Clinical Decision Support Systems Arrive

Clinical Decision Support Systems Arrive

FORWARD THINKERS IN CLINICAL LABORATORIES and anatomic pathology groups have always recognized the substantial, but as yet unharvested, potential that would accrue to the healthcare system were clinicians to make better use of laboratory testing.

All of us know stories and anecdotes about how certain of these forward thinkers tried to get their hospital or healthcare system to respond to projects which would add immense value through better application of certain laboratory tests. During the past decade, almost without exception, these initiatives proved disappointing. The reasons are legion and include turf issues, perceptions by clinicians that the lab is “telling them how to practice medicine,” and the decision by hospital administrators to shelve such projects in favor of other priorities.

However, the arrival of a new generation of clinical decision support systems may soon change this status quo. As you will read on pages 9-14, Vanderbilt University Medical Center in Nashville, Tennessee has implemented such a system. Called “WizOrder”, it is generating impressive benefits, some of which involve laboratory test utilization. What is equally interesting is that McKesson Corporation was impressed enough with WizOrders that it has licensed the right to offer it to other hospitals and health systems. It will use the brand name “Horizon Expert Orders™.”

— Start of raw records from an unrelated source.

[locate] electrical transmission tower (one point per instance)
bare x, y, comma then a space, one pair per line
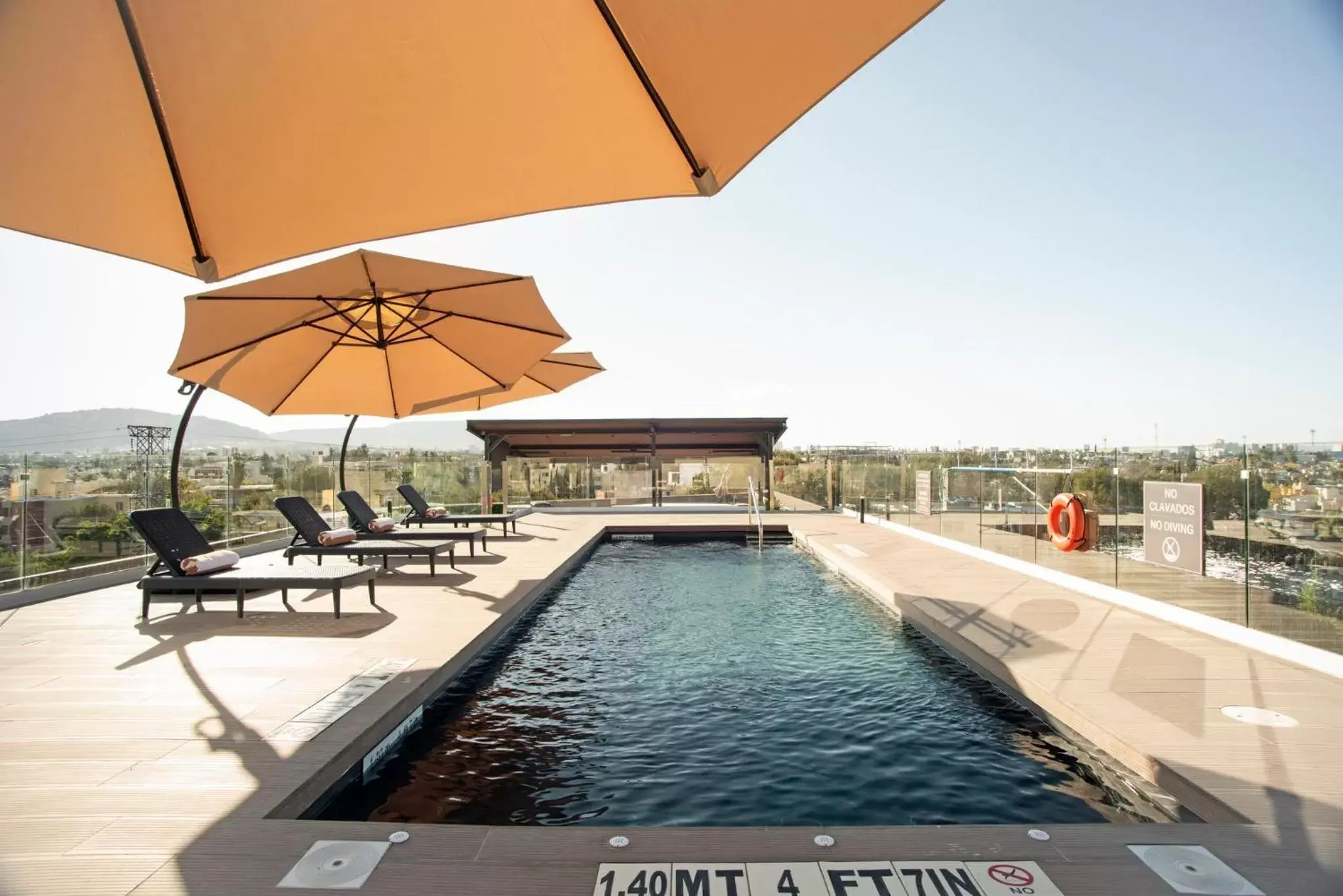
146, 442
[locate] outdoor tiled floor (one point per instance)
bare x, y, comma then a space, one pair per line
138, 758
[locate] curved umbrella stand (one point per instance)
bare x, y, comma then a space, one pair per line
343, 446
195, 391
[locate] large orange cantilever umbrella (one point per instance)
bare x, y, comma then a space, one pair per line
363, 334
218, 138
552, 374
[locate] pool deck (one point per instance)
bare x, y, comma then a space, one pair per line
146, 758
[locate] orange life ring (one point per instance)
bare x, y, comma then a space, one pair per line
1076, 511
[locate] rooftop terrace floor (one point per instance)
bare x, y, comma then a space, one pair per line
147, 758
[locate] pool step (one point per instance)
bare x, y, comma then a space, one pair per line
771, 536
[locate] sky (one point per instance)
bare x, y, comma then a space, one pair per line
1040, 222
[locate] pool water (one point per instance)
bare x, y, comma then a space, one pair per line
712, 684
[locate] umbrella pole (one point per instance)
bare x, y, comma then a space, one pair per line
343, 446
195, 391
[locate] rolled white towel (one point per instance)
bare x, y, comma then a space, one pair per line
211, 562
336, 536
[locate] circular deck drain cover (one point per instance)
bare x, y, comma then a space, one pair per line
1259, 716
336, 864
1193, 870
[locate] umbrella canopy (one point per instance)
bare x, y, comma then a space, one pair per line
552, 374
366, 334
218, 138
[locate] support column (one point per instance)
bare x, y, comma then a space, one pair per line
654, 471
769, 472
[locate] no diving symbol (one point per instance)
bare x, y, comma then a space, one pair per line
1012, 875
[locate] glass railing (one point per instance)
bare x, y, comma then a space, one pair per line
1272, 528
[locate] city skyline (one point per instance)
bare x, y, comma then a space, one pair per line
1048, 225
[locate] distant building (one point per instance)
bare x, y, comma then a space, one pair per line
43, 482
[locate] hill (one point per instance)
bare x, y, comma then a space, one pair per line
105, 430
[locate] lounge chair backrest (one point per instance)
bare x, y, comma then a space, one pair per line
414, 499
171, 535
360, 515
304, 518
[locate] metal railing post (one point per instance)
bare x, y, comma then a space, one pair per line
23, 527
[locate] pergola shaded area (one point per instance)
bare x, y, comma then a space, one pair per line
644, 438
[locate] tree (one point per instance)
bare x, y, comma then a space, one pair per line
1224, 491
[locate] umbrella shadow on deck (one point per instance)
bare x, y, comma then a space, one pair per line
175, 632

McKesson has already linked the use of Horizon Expert Orders to better hospital performance in the clinical decision support criteria set out by the Leapfrog Group (see TDR, February 18, 2002). An early purchaser of Horizon Expert Orders is St. Luke’s Episcopal Hospital, located in Houston, Texas. St. Luke’s has stated publicly that it considers the knowledge library, which contains 900 different clinical protocols, outlines, rules, and advisories, to be a “starter set” for its own guidelines on ordering and treatment recommendations.

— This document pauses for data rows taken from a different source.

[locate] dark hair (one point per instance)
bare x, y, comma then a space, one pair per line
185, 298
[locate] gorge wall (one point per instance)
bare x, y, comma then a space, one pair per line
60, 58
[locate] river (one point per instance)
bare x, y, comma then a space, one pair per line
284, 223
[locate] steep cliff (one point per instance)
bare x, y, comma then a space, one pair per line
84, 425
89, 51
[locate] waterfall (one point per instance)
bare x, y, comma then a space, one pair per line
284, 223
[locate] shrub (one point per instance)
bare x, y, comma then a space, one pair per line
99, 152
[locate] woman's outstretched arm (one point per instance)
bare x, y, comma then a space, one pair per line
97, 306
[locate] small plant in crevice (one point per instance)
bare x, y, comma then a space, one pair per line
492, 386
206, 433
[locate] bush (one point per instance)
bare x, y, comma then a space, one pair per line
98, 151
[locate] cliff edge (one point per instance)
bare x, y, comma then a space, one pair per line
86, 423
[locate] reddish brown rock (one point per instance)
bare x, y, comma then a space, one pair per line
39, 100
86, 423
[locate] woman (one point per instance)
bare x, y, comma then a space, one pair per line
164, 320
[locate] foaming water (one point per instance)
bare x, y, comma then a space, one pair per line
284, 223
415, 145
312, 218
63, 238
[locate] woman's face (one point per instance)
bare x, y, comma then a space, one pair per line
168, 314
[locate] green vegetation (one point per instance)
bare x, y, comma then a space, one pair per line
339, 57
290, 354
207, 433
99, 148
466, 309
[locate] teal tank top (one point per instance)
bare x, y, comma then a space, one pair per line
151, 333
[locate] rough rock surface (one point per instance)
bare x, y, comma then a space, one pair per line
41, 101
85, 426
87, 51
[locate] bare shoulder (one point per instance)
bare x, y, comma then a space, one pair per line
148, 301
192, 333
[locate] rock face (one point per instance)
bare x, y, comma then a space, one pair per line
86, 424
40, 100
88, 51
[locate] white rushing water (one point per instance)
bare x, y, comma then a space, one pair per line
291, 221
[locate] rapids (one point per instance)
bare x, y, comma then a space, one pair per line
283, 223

I recommend that lab executives and pathologists pay close attention to this current generation of clinical decision support systems. I predict that they will transform the way physicians order lab tests and use the resulting data, not the least because electronic systems can capture and rank physician performance. But more importantly, I make this recommendation because it will open new opportunities for trained laboratorians and pathologists to contribute greater value to the healthcare community they serve.